A bad molt is crippling. If the mantis cannot hang normally or cannot move it will never be able to molt again. You may be able to keep it alive but the next molt will kill it anyways.


----------



## Precious (Mar 10, 2008)

Rick makes a good point. You might could keep him alive but he won't be able to moult again. Sorry to say it sounds like it's time for the freezer.


----------



## KELEATO (Mar 11, 2008)

Yes, I think it will soon be time for the freezer for him. I have never had Mantis's until now, and didn't expect to get so attached to him. I have learned many things in the forum. Thanks to everyone.


----------



## Rick (Mar 11, 2008)

KEL said:


> Yes, I think it will soon be time for the freezer for him. I have never had Mantis's until now, and didn't expect to get so attached to him. I have learned many things in the forum. Thanks to everyone.

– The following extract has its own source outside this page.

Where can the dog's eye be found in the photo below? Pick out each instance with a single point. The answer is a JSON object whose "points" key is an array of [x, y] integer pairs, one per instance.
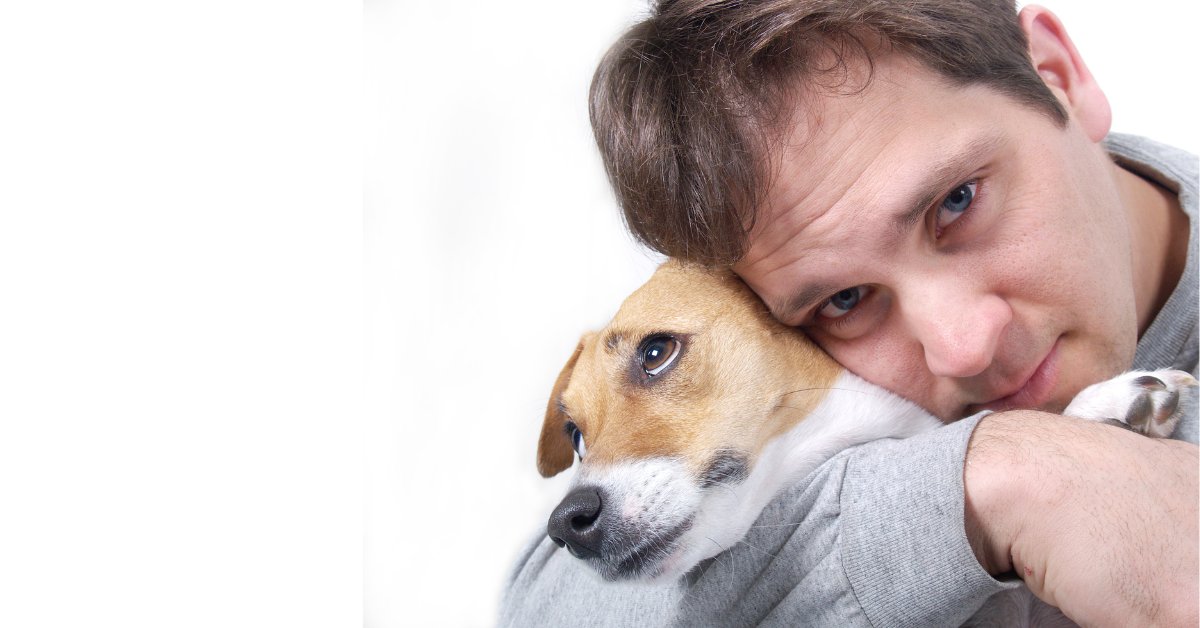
{"points": [[577, 441], [658, 353], [576, 438]]}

That is true. Getting attached to something that lives a year tops is not a good idea. I always keep that in mind in this hobby. My herps, cats, etc live awhile so if one of them dies I will actually be sad.


----------



## Sparky (Mar 11, 2008)

Well don't just go freezing every mantis that you think is "suffering" You don't know how many times someone freezes a perfectly good mantis. After a molt one of my mantids had a bad leg. His next molt to sub adult was even worse, both of his back legs were crippled so badly. He was sluggish, but was still able to catch prey if I lured it close to him. When he was molting, he seemed to know what he was doing even without his back legs. His molt into adulthood came out perfectly. His legs were fixed and he was fine.

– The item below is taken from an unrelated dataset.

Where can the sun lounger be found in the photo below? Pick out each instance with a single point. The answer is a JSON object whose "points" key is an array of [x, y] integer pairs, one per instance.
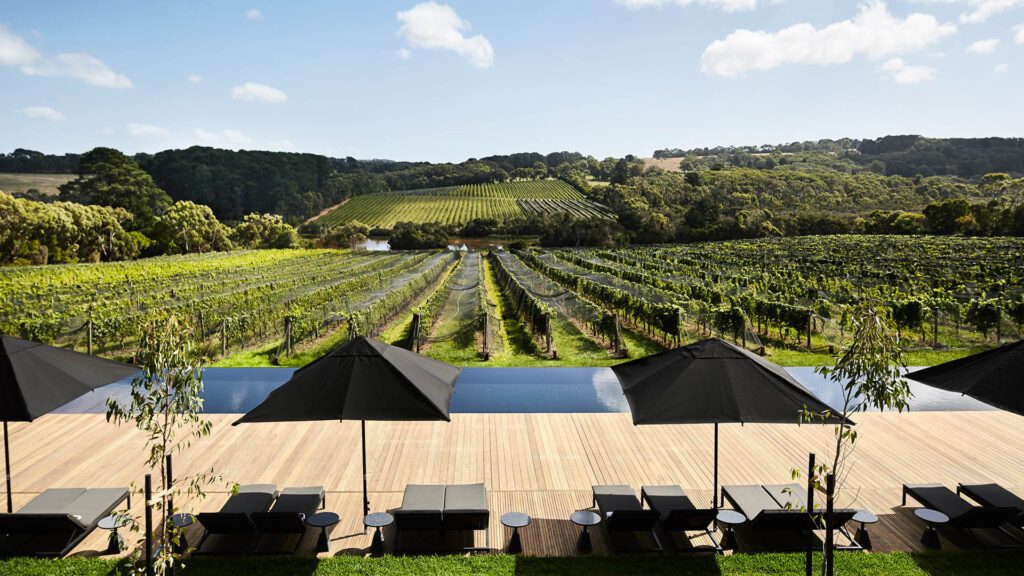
{"points": [[962, 513], [56, 521], [443, 508], [678, 513], [993, 495], [235, 518], [778, 515], [623, 511], [289, 512]]}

So give it a chance before you freeze it.


----------



## KELEATO (Mar 12, 2008)

Sparky said:


> Well don't just go freezing every mantis that you think is "suffering" You don't know how many times someone freezes a perfectly good mantis. After a molt one of my mantids had a bad leg. His next molt to sub adult was even worse, both of his back legs were crippled so badly. He was sluggish, but was still able to catch prey if I lured it close to him. When he was molting, he seemed to know what he was doing even without his back legs. His molt into adulthood came out perfectly. His legs were fixed and he was fine.So give it a chance before you freeze it.

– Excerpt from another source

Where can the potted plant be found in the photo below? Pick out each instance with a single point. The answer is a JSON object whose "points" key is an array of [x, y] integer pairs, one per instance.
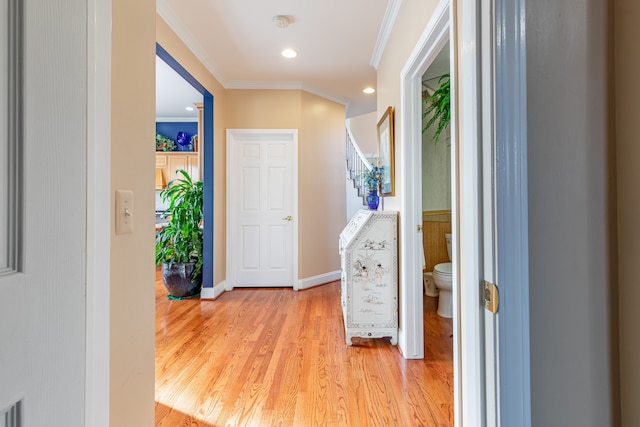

He's back! This morning the mantis was walking; he can hang, and went after flies (not successfully, still using tweezer-feed). Thanks for your input, Sparky.


----------



## Giosan (Mar 13, 2008)

KEL said:


> He's back! This morning the mantis was walking; he can hang, and went after flies (not successfully, still using tweezer-feed). Thanks for your input, Sparky.


Great news


----------



## darkspeed (Mar 13, 2008)

Congratulations on a happy ending!!!

One of my orchid nymphs is completely missing one of its rear legs. I'm not sure how it lost it, and I never found the leg... Having one leg less does not affect it any, and it is able to take on a housefly of roughly the same mass as itself no problem. I am still curious though... will it ever regrow, or is it gonna be like that from now on?


----------



## Mantida (Mar 13, 2008)

DARKSPEED said:


> Congratulations on a happy ending!!!One of my orchid nymphs is completely missing one of its rear legs. I'm not sure how it lost it, and I never found the leg... Having one leg less does not affect it any, and it is able to take on a housefly of roughly the same mass as itself no problem. I am still curious though... will it ever regrow, or is it gonna be like that from now on?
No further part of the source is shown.